Keith Strickland, Plessey's CTO, said, "The CSO technology was originally designed as an on-chip phosphor dam. We realised that the original growth silicon, normally sacrificed during LED production, could be shaped and used to form mechanically robust, MEMS-type features on the emitting surface of a vertical LED. The degree of collimation is controlled in part by the mechanical dimensions of these on chip structures and we have demonstrated emission angles as low as 10 degrees. The IC industry has used silicon for over 60 years and [it] can be readily fashioned into many shapes and patterns. We have created silicon MEMS features in a variety of other applications and can manage to incorporate a complex primary optical design on the chip."

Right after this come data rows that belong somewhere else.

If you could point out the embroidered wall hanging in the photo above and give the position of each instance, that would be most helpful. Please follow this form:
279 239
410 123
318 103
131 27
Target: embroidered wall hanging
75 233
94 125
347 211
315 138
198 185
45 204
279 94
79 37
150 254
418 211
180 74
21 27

Samir Mezouari, Plessey's principal optical designer, added, "High-end lighting designers do not count lumens per Watt as the primary figure of merit for LEDs. A lighting designer aims to illuminate a particular surface area. Chip Scale Optics can significantly simplify luminaire designs by forming symmetrically collimated beams with narrow angles or asymmetric beams to form elongated far field light profiles. Schemes to collimate monochromatic light at the LED level have been developed before but no-one has previously collimated white light at the LED level."